Open yorickpeterse opened 6 years ago
Regex interning could be done by reusing interned strings and mapping these to their regex objects. This way re-using the same regex literals would result in only 1 heap allocation. Since all of this happens when parsing bytecode it won't have any runtime overhead (once all modules are loaded).
Rust's regex crate would be the most likely underlying engine used for this. I in particular like its support for limiting the size of compiled regular expressions, which would be an interesting feature to expose to the Inko runtime.
The VM instructions we'd need (that I can think of) would be:
Per https://github.com/rust-lang/regex/issues/362 it seems the regex
crate relies on thread-local storage, but doesn't clean it properly. This is problematic for two reasons:
One option might be to ditch supporting regular expressions in the standard library, instead deferring this to a C library used through the FFI API.
Alternatively, we could perhaps support Rosie:
Rosie appears to be offloading most of its work to Lua, with the C library being a wrapped around the Lua embedding API (if I'm reading everything properly). This may result in undesirable overhead in the context of using Rosie from Inko.
Rosie seems like an unlikely candidate, but the underlying idea (reusable and testable PEG grammars) is very interesting.
There are currently two ideas I'm toying with:
Syntax based grammars would be more verbose compared to regular expressions, but also easier to read. Let's say we want to parse an ISO 8601 date. Using regular expressions, we may end up with something like the following:
/\d+-\d{1,2}-\d{1,2}\s+\d{2}:\d{2}:\d{2}/
The syntax based grammar would instead look something like the following:
grammar {
main { year '-' month '-' day ' '+ hour ':' minute ':' second }
digit { [0-9] }
year { digit+ }
month { digit digit? }
day { digit digit? }
hour { digit digit }
minute { digit digit }
second { digit digit }
}
Here main
would be the entry point of the grammar. This is much more verbose, but easier to read. If one were able to import existing grammars, they might be able to reduce it down to the following:
grammar {
import time
# year_month_day and hour_minute_second would be defined in the imported package.
main { year_month_day ':' hour_minute_second }
}
A big downside of syntax grammars is the work necessary to implement them. This would require the compiler to parse and verify the syntax, and generate the necessary VM instructions or Inko code to parse the input efficiently. Using an existing Rust crate might allow us to offload all of this to said crate at runtime, but thus far I have been unable to find a well maintained crate for parsing PEG at run time; most only support parsing them at compile time.

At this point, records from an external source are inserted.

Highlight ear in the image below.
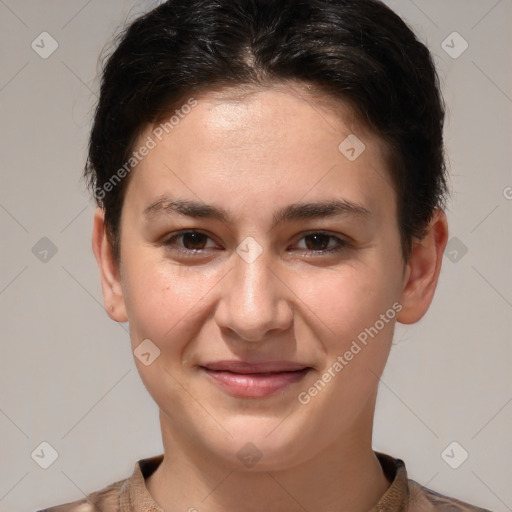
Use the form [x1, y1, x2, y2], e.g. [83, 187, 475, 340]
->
[92, 208, 128, 323]
[397, 208, 448, 324]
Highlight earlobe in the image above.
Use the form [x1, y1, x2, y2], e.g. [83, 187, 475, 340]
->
[397, 208, 448, 324]
[92, 208, 128, 323]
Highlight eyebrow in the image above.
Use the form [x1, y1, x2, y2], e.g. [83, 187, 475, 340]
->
[143, 197, 371, 230]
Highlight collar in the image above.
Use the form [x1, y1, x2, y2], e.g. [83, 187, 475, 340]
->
[118, 451, 408, 512]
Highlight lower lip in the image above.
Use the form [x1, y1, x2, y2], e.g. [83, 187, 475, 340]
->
[202, 368, 310, 398]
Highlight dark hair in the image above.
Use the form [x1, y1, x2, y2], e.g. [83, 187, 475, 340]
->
[85, 0, 447, 261]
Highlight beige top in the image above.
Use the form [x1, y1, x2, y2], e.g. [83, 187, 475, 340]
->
[37, 452, 492, 512]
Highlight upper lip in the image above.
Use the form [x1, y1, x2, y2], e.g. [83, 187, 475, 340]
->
[200, 360, 311, 374]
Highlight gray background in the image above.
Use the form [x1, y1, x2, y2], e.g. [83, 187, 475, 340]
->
[0, 1, 511, 511]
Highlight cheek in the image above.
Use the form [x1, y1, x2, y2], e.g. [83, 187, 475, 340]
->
[295, 261, 400, 346]
[121, 254, 218, 349]
[294, 268, 398, 420]
[121, 259, 220, 405]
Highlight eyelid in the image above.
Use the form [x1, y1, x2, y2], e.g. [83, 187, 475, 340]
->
[162, 229, 351, 256]
[290, 230, 352, 253]
[162, 229, 220, 252]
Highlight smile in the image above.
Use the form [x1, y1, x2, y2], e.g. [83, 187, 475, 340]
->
[200, 361, 312, 398]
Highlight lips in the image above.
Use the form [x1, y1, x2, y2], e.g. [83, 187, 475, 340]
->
[200, 360, 312, 398]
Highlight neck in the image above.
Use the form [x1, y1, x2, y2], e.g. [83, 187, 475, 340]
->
[146, 410, 390, 512]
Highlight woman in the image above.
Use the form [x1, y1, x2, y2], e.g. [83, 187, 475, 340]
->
[38, 0, 492, 510]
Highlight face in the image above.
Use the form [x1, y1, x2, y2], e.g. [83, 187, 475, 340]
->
[94, 85, 445, 471]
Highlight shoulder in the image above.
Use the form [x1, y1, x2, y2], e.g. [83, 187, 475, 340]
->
[374, 452, 494, 512]
[408, 479, 494, 512]
[35, 453, 164, 512]
[35, 478, 126, 512]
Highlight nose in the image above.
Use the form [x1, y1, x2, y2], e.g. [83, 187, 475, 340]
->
[214, 244, 293, 342]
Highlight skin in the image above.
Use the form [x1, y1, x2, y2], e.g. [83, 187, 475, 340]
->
[93, 84, 448, 512]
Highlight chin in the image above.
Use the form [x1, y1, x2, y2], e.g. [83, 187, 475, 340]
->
[206, 413, 316, 472]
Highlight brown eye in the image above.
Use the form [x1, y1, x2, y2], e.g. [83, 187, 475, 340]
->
[181, 232, 208, 250]
[304, 233, 331, 251]
[163, 230, 217, 254]
[294, 232, 350, 254]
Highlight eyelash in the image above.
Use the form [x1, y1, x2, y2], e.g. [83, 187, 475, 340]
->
[161, 230, 351, 256]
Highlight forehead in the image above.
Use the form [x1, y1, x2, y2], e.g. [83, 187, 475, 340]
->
[124, 85, 396, 220]
[180, 84, 374, 153]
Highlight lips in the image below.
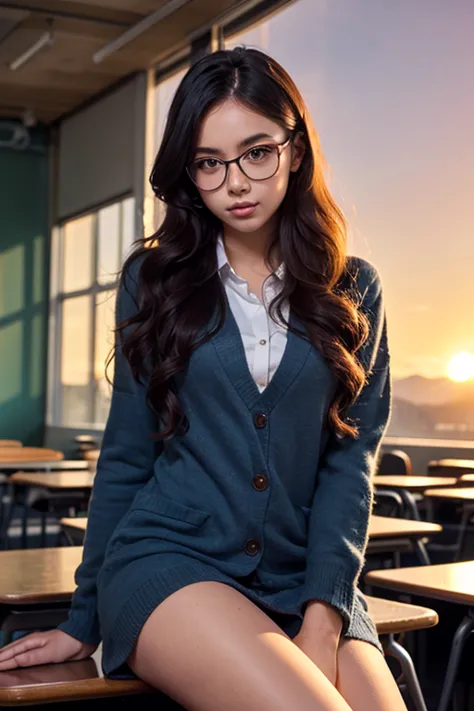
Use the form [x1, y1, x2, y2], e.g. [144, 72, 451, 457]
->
[228, 202, 259, 217]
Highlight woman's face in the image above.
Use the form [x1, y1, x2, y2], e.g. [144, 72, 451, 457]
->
[191, 98, 305, 235]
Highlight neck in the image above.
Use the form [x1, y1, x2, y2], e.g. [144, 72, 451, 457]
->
[222, 216, 281, 274]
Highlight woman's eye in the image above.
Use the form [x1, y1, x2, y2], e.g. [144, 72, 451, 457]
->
[247, 146, 273, 161]
[197, 158, 220, 171]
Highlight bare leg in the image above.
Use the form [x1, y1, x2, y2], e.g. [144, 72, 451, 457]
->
[128, 581, 355, 711]
[336, 638, 408, 711]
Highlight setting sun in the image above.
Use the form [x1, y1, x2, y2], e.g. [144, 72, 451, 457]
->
[447, 352, 474, 382]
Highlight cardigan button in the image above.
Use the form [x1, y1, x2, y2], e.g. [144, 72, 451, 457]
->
[254, 413, 267, 428]
[245, 539, 260, 556]
[252, 474, 269, 491]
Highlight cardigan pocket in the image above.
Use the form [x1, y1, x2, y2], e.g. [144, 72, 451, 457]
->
[103, 489, 211, 564]
[133, 492, 211, 528]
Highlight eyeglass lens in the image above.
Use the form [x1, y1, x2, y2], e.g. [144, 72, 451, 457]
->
[189, 145, 280, 191]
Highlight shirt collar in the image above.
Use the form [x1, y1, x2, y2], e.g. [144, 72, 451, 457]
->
[216, 234, 285, 281]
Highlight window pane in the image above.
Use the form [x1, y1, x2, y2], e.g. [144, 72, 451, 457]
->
[61, 295, 91, 426]
[63, 215, 94, 292]
[154, 67, 188, 230]
[225, 2, 474, 441]
[121, 196, 136, 262]
[98, 203, 121, 285]
[94, 289, 116, 424]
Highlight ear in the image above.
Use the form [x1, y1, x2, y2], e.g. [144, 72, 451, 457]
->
[290, 133, 306, 172]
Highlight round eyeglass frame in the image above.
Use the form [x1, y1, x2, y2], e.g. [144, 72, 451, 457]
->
[186, 133, 294, 192]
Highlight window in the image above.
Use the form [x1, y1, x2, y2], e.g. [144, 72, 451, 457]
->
[225, 0, 474, 442]
[48, 196, 135, 427]
[153, 66, 189, 230]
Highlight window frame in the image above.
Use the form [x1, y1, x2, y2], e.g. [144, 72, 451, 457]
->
[47, 194, 133, 429]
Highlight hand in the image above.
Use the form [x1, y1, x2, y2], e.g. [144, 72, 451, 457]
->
[0, 629, 98, 671]
[292, 624, 339, 686]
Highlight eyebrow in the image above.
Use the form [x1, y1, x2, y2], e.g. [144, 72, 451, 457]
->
[194, 132, 276, 156]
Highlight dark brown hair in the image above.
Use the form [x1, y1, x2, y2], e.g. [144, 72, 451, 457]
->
[109, 47, 371, 441]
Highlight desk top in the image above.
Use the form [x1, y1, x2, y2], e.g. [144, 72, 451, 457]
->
[9, 472, 95, 489]
[365, 560, 474, 605]
[423, 487, 474, 501]
[369, 515, 442, 539]
[58, 514, 443, 542]
[0, 547, 83, 604]
[1, 460, 88, 473]
[430, 458, 474, 472]
[373, 475, 457, 490]
[60, 517, 88, 531]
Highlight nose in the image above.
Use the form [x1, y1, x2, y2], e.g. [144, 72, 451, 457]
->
[226, 161, 250, 194]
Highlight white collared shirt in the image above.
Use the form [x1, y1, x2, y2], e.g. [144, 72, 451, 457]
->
[216, 235, 289, 392]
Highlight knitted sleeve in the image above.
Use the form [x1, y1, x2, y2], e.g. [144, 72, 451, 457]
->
[57, 256, 162, 644]
[299, 260, 391, 635]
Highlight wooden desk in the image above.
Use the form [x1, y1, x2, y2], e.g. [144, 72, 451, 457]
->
[368, 515, 442, 566]
[428, 458, 474, 476]
[1, 461, 89, 474]
[4, 474, 94, 550]
[365, 561, 474, 711]
[374, 476, 458, 490]
[9, 472, 94, 489]
[369, 515, 441, 540]
[424, 488, 474, 562]
[0, 596, 437, 709]
[373, 476, 457, 522]
[0, 547, 83, 645]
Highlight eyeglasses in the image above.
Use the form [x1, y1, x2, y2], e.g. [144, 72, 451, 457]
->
[186, 135, 293, 192]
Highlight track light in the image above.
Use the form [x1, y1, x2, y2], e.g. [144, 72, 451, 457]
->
[9, 29, 55, 71]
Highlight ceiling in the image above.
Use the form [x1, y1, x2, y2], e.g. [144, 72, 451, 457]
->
[0, 0, 246, 124]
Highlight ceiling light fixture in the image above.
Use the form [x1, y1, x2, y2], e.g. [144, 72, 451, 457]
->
[9, 28, 55, 71]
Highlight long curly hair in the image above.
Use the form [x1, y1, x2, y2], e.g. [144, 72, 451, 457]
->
[108, 46, 372, 442]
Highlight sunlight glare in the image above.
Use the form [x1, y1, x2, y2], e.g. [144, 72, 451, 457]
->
[446, 352, 474, 382]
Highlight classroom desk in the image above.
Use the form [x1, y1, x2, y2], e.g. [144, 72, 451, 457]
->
[365, 560, 474, 711]
[59, 514, 442, 566]
[424, 487, 474, 561]
[428, 458, 474, 476]
[0, 460, 89, 473]
[4, 473, 94, 549]
[373, 475, 458, 521]
[0, 547, 83, 645]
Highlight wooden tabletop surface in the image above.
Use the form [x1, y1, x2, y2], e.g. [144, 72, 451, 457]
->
[429, 458, 474, 472]
[59, 514, 443, 543]
[423, 487, 474, 501]
[0, 548, 83, 604]
[365, 560, 474, 605]
[0, 460, 89, 472]
[60, 517, 88, 531]
[9, 472, 95, 489]
[368, 515, 442, 539]
[373, 475, 457, 490]
[0, 595, 437, 704]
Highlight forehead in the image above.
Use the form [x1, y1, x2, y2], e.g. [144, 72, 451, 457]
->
[196, 98, 284, 152]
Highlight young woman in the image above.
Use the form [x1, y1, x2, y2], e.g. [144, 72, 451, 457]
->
[0, 48, 406, 711]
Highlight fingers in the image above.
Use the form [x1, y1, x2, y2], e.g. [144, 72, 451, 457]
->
[0, 634, 47, 671]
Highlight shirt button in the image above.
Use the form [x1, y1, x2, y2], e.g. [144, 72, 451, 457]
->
[259, 339, 267, 345]
[254, 413, 267, 428]
[252, 474, 269, 491]
[245, 539, 260, 556]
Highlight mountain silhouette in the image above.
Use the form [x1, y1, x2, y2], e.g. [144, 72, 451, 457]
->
[392, 374, 474, 406]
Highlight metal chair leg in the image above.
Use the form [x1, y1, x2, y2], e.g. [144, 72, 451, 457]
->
[437, 610, 474, 711]
[382, 633, 428, 711]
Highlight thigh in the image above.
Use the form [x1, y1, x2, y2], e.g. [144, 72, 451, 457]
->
[336, 638, 408, 711]
[128, 580, 353, 711]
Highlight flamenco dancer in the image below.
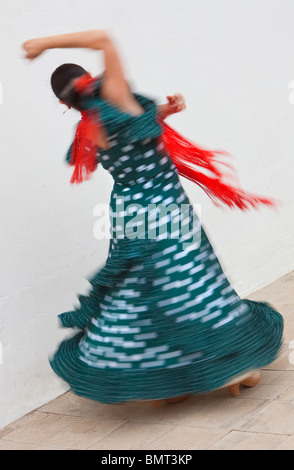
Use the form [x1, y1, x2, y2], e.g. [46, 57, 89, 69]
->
[22, 30, 283, 405]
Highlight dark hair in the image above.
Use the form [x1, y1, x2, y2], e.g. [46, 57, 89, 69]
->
[50, 63, 88, 110]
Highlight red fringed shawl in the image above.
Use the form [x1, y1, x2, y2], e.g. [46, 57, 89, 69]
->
[68, 73, 99, 184]
[67, 73, 278, 211]
[157, 119, 278, 211]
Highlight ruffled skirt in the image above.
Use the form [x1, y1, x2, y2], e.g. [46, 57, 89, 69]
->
[50, 167, 284, 402]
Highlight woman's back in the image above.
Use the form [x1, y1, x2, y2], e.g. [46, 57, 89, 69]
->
[65, 77, 173, 186]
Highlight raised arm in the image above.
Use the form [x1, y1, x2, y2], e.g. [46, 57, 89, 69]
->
[22, 29, 134, 106]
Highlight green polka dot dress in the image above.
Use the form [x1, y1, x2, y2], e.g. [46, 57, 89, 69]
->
[49, 76, 284, 403]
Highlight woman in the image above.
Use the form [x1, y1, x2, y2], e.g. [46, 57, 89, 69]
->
[22, 29, 283, 405]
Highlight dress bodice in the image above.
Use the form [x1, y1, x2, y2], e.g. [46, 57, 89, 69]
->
[65, 74, 174, 186]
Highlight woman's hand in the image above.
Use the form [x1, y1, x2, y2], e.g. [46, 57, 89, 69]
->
[166, 93, 186, 114]
[22, 38, 45, 60]
[157, 93, 186, 120]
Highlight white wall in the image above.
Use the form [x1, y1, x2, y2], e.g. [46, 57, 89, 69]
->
[1, 0, 294, 428]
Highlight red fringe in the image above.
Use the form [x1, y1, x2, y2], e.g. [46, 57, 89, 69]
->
[70, 110, 99, 184]
[67, 74, 279, 212]
[69, 73, 99, 184]
[157, 118, 279, 211]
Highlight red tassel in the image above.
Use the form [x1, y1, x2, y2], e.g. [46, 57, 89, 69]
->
[158, 118, 279, 211]
[67, 74, 280, 210]
[70, 111, 99, 184]
[69, 73, 100, 184]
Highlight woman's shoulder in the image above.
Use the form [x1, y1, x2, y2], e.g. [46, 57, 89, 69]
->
[93, 73, 156, 107]
[78, 74, 163, 143]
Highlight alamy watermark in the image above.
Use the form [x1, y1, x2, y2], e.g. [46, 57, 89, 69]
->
[93, 199, 202, 250]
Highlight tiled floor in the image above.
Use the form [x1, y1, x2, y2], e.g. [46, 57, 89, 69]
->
[0, 271, 293, 450]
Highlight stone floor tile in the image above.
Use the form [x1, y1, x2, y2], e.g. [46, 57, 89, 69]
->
[174, 397, 267, 429]
[275, 386, 294, 401]
[131, 395, 267, 430]
[209, 430, 288, 450]
[146, 425, 228, 450]
[37, 391, 148, 422]
[276, 435, 294, 449]
[3, 413, 122, 449]
[43, 416, 124, 450]
[260, 370, 294, 386]
[0, 439, 41, 450]
[237, 400, 294, 435]
[87, 421, 172, 450]
[0, 411, 45, 439]
[129, 396, 205, 426]
[0, 439, 55, 450]
[0, 413, 64, 445]
[233, 384, 290, 400]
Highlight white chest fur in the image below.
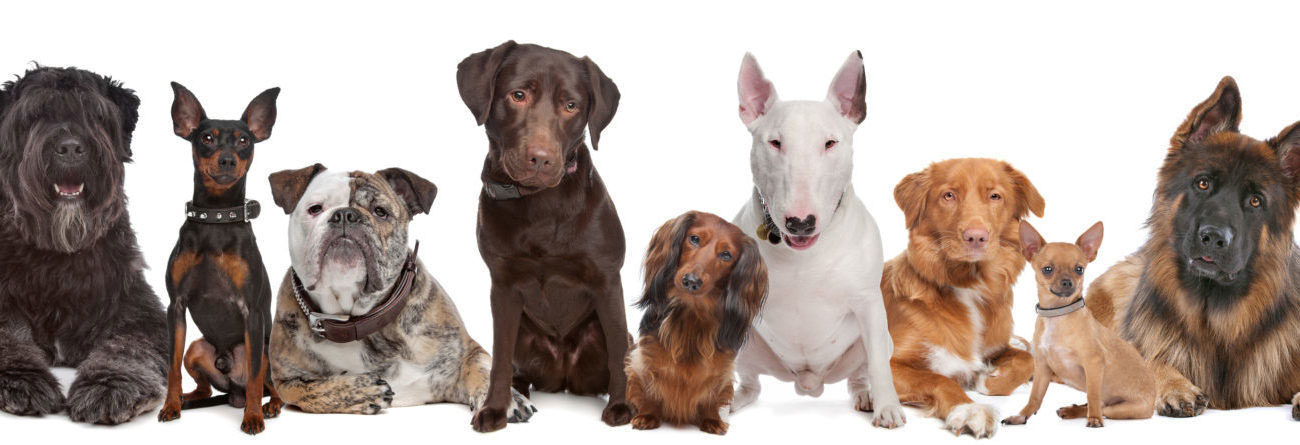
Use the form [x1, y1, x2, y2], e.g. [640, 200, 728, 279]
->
[924, 287, 990, 386]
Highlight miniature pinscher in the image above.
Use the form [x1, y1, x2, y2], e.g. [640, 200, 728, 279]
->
[1001, 221, 1155, 428]
[157, 83, 282, 434]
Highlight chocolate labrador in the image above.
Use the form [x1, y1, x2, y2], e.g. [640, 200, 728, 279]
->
[456, 41, 632, 432]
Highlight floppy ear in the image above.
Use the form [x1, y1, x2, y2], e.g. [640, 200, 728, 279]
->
[377, 167, 437, 216]
[826, 50, 867, 124]
[894, 169, 930, 230]
[1003, 162, 1045, 219]
[738, 53, 778, 127]
[242, 87, 280, 142]
[1018, 220, 1045, 261]
[1173, 76, 1242, 150]
[1076, 221, 1104, 262]
[268, 163, 326, 214]
[103, 77, 140, 156]
[717, 236, 768, 352]
[456, 41, 518, 126]
[170, 82, 206, 139]
[636, 212, 695, 337]
[582, 56, 620, 151]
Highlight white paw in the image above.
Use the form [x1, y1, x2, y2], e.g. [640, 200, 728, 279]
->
[1009, 336, 1030, 351]
[872, 403, 906, 429]
[507, 388, 536, 423]
[853, 390, 873, 412]
[945, 403, 997, 438]
[731, 384, 759, 413]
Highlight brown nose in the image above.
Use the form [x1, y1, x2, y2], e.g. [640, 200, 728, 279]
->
[963, 228, 989, 249]
[526, 146, 556, 171]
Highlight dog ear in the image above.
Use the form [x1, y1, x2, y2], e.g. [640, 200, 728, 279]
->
[1018, 220, 1045, 261]
[636, 212, 695, 337]
[582, 56, 620, 151]
[738, 53, 778, 127]
[242, 87, 280, 142]
[894, 169, 930, 230]
[268, 163, 326, 214]
[826, 50, 867, 124]
[103, 77, 140, 157]
[377, 167, 438, 216]
[1173, 76, 1242, 150]
[1003, 162, 1045, 219]
[717, 235, 768, 352]
[170, 82, 206, 139]
[1267, 120, 1300, 182]
[457, 41, 518, 126]
[1076, 221, 1104, 262]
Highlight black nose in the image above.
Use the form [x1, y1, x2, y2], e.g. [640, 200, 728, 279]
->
[217, 152, 238, 171]
[329, 208, 362, 228]
[53, 138, 86, 164]
[1059, 278, 1073, 289]
[681, 273, 702, 292]
[1198, 224, 1233, 250]
[784, 214, 817, 236]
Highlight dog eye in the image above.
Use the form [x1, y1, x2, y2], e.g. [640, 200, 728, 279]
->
[1042, 265, 1053, 275]
[565, 101, 577, 112]
[511, 90, 526, 102]
[238, 136, 249, 146]
[1075, 266, 1084, 274]
[990, 193, 1002, 201]
[688, 234, 701, 246]
[307, 204, 323, 216]
[825, 140, 837, 150]
[942, 191, 955, 201]
[1249, 195, 1263, 208]
[768, 140, 781, 150]
[1196, 177, 1211, 191]
[374, 206, 389, 220]
[719, 251, 733, 262]
[202, 134, 214, 145]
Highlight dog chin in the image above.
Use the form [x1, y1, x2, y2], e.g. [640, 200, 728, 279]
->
[1185, 255, 1241, 283]
[783, 234, 820, 250]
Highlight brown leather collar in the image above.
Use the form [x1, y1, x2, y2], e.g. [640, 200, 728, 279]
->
[290, 242, 420, 343]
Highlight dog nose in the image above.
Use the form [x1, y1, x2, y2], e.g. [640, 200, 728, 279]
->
[784, 214, 817, 236]
[1059, 278, 1074, 289]
[526, 146, 556, 170]
[328, 208, 362, 228]
[216, 152, 238, 171]
[681, 273, 702, 292]
[963, 228, 989, 249]
[1198, 224, 1233, 250]
[53, 138, 86, 164]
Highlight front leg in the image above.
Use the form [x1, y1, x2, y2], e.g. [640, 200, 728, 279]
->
[1150, 359, 1206, 417]
[854, 284, 905, 429]
[593, 274, 633, 426]
[240, 328, 267, 434]
[460, 342, 534, 423]
[270, 311, 392, 415]
[473, 280, 524, 432]
[1002, 351, 1053, 425]
[66, 281, 167, 425]
[0, 314, 64, 416]
[980, 345, 1034, 396]
[627, 366, 660, 430]
[158, 301, 186, 422]
[1079, 358, 1104, 427]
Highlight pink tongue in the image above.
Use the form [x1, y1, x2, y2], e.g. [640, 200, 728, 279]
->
[1201, 256, 1214, 263]
[57, 184, 80, 194]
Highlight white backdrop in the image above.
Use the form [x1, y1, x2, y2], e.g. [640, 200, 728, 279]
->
[2, 0, 1298, 443]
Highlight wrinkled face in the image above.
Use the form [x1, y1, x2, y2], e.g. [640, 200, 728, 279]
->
[189, 122, 254, 192]
[1032, 244, 1089, 304]
[1164, 135, 1286, 285]
[674, 213, 745, 297]
[288, 171, 411, 313]
[0, 67, 136, 252]
[749, 101, 855, 249]
[897, 159, 1044, 262]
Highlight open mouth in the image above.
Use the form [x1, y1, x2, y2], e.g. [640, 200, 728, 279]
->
[783, 234, 820, 250]
[53, 183, 84, 200]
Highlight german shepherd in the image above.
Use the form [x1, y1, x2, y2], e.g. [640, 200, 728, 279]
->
[1087, 76, 1300, 420]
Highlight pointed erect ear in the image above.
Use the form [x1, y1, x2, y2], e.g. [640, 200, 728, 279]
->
[894, 169, 930, 230]
[1018, 220, 1045, 261]
[268, 164, 326, 214]
[826, 50, 867, 124]
[1076, 221, 1104, 262]
[170, 82, 206, 139]
[1003, 162, 1045, 219]
[377, 168, 437, 216]
[1173, 76, 1242, 149]
[738, 53, 778, 127]
[1267, 120, 1300, 182]
[457, 41, 518, 126]
[582, 56, 620, 151]
[242, 87, 280, 142]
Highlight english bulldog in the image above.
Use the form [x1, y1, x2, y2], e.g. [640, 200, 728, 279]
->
[266, 164, 534, 422]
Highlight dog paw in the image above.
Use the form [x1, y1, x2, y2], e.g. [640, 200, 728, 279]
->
[1086, 417, 1104, 428]
[157, 401, 181, 422]
[1292, 392, 1300, 421]
[262, 398, 284, 419]
[1056, 403, 1087, 419]
[731, 384, 759, 413]
[66, 372, 163, 425]
[241, 412, 266, 435]
[351, 376, 392, 415]
[506, 388, 536, 423]
[631, 414, 661, 430]
[699, 418, 729, 435]
[944, 403, 997, 439]
[1001, 415, 1028, 426]
[471, 406, 508, 433]
[853, 390, 873, 412]
[1156, 383, 1207, 418]
[871, 403, 906, 429]
[0, 367, 65, 416]
[601, 400, 634, 426]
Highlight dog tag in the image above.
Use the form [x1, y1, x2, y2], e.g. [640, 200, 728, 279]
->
[756, 222, 781, 245]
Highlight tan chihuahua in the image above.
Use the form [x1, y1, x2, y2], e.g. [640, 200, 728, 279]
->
[1002, 221, 1155, 428]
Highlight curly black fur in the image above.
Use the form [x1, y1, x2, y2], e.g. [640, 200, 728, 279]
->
[0, 66, 166, 425]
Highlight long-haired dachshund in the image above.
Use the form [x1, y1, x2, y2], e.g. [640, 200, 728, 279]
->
[627, 211, 768, 435]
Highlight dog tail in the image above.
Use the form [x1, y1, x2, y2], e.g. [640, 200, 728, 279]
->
[181, 394, 231, 410]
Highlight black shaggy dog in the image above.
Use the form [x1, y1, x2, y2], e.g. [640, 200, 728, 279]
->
[0, 66, 167, 424]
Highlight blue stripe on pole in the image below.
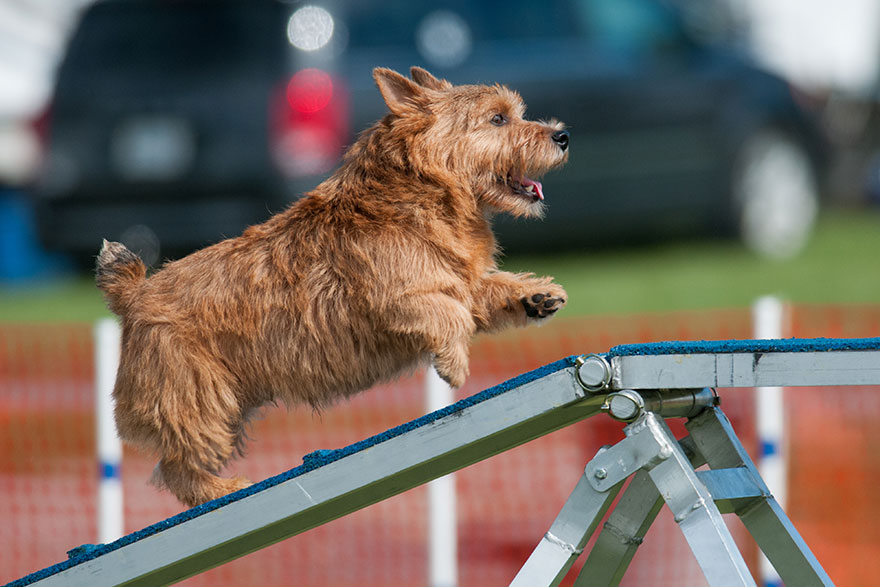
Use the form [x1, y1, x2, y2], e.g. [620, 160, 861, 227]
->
[760, 441, 778, 457]
[100, 462, 121, 480]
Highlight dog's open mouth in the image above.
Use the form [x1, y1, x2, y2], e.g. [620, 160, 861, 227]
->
[506, 172, 544, 202]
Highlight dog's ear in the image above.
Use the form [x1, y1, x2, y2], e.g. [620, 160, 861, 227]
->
[374, 67, 427, 115]
[410, 67, 452, 91]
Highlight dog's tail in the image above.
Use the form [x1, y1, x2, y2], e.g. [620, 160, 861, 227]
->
[95, 239, 146, 315]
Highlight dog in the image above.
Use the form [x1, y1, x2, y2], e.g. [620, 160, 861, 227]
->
[96, 67, 570, 507]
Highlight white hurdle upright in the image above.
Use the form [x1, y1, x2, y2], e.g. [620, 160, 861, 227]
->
[93, 318, 124, 544]
[752, 296, 787, 587]
[426, 367, 458, 587]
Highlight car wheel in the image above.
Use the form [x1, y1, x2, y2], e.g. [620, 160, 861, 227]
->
[732, 129, 819, 259]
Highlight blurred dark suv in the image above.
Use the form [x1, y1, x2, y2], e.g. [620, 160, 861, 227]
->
[35, 0, 825, 264]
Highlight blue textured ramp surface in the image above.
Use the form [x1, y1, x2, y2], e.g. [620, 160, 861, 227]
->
[608, 337, 880, 357]
[5, 356, 576, 587]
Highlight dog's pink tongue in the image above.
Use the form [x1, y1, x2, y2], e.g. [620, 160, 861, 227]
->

Parsing combinators are just methods that take some kind of input, and return a parser for that input. To parse the same ISO 8601 date mentioned above, you may write the following:
import std::parse
let digit = parse.any(['0', '1', '2', '3' ,'4', '5', '6', '7', '8', '9'])
let space = parse.character(' ')
let spaces = parse.many(space)
let year = parse.many(digit)
let month = digit.optional(digit)
let day = digit.optional(digit)
let double_digit = digit.then(digit)
let parser = year
.then('-')
.then(month)
.then('-')
.then(day)
.then(spaces)
.then(double_digit)
.then(':')
.then(double_digit)
.then(':')
.then(double_digit)
While this approach is much more verbose, it has several benefits:
There are also a few downsides to parser combinators:
A | A B
the A B
branch might not be executed if the engine is LL(1).Also worth adding:
Regular expressions are great for very simple patterns, such as \d+
and Hello \w+
. Unfortunately, they do not scale well to complex patterns as they quickly become very unreadable.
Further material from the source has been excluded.